10 recent cancer study findings

Recent oncology studies have focused on the severity of COVID-19 illness among pediatric cancer patients, outcomes among cancer patients diagnosed after the pandemic lockdown and more. 

 Here are 10 oncology-related studies Becker's has covered since Aug. 3, starting with the most recent. 

1. Patients in France who were newly diagnosed with metastatic colorectal cancer after the country's first COVID-19 lockdown in spring 2020 had a higher tumor burden compared to those who were diagnosed before the lockdown, according to research published Sept. 8 in JAMA Network Open.

2. A genomic analysis of lung cancer in people with no history of smoking found a majority of tumors arising from the accumulation of mutations caused by natural body processes, according to findings published Sept. 6 in Nature Genetics.

3. Diagnoses for eight common types of cancer fell significantly during the first year of the pandemic, according to a study  published Aug. 31 in JAMA Network Open.

4. Globally, about 1 in 5 pediatric cancer patients who contracted COVID-19 had a severe or critical infection, according to a study published Aug. 26 in The Lancet Oncology. 

5. Adults younger than 50 who consume higher amounts of vitamin D may lower their risk for colorectal cancer, according to research recently published in Gastroenterology.

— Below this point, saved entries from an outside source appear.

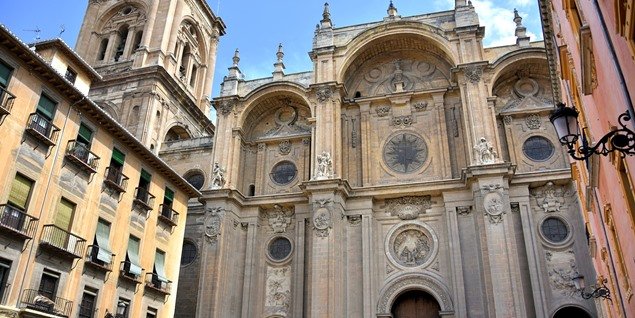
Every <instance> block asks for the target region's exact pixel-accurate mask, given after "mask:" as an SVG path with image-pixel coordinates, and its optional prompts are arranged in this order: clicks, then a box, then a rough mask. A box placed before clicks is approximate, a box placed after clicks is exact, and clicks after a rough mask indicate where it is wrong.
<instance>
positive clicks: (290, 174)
mask: <svg viewBox="0 0 635 318" xmlns="http://www.w3.org/2000/svg"><path fill="white" fill-rule="evenodd" d="M297 174H298V170H297V169H296V167H295V164H294V163H293V162H291V161H282V162H279V163H277V164H276V165H275V166H273V169H271V180H273V182H275V183H277V184H279V185H285V184H289V183H291V181H293V179H295V176H296V175H297Z"/></svg>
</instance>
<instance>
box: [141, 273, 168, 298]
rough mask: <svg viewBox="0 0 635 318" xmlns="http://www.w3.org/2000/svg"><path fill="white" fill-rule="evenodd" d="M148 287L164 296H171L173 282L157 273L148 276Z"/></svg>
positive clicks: (147, 276)
mask: <svg viewBox="0 0 635 318" xmlns="http://www.w3.org/2000/svg"><path fill="white" fill-rule="evenodd" d="M146 287H150V288H151V289H153V290H155V291H158V292H160V293H163V294H169V293H170V290H171V289H172V281H171V280H168V279H167V278H165V277H162V276H159V275H158V274H156V273H147V274H146Z"/></svg>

6. Commercial insurers pay more for surgeries at National Cancer Institute-designated centers compared to community hospitals without differences in care utilization, according to findings recently published in JAMA Network Open.

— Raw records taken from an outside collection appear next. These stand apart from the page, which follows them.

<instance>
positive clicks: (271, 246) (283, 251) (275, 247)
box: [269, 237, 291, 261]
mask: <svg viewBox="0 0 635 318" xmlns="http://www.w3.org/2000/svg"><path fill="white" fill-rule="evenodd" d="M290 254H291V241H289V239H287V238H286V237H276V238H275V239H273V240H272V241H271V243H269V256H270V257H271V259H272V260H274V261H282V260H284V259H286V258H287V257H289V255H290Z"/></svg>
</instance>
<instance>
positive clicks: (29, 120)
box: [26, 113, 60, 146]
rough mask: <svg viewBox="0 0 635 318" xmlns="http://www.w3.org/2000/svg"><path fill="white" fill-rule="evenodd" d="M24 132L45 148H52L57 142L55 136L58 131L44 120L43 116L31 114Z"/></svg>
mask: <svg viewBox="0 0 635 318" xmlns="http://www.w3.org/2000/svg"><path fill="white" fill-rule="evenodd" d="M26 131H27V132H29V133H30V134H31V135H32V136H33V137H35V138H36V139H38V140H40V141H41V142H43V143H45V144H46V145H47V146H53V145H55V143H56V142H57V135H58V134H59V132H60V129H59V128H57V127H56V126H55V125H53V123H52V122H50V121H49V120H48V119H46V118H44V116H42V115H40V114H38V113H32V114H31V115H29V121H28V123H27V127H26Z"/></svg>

7. Between 2013-18, marijuana use among cancer patients peaked at 9 percent, compared to 14 percent among the general public, according to research findings published Aug. 13 in Cancer.

8. Checkpoint blockade immunotherapy may benefit patients with microsatellite stable colorectal cancer whose disease has not spread to the liver, according to research published Aug. 9 in JAMA Network Open.

9. Of 16,732 patients with metastatic prostate cancer who died after being diagnosed between 2000 and 2016, nearly 17 percent died from other causes, according to a study published Aug. 5 in JAMA Network Open.

10. Many U.S. cancer centers don't offer chemical dependency services for patients with substance use disorders, according to research published in the Journal of the National Comprehensive Cancer Network's July issue.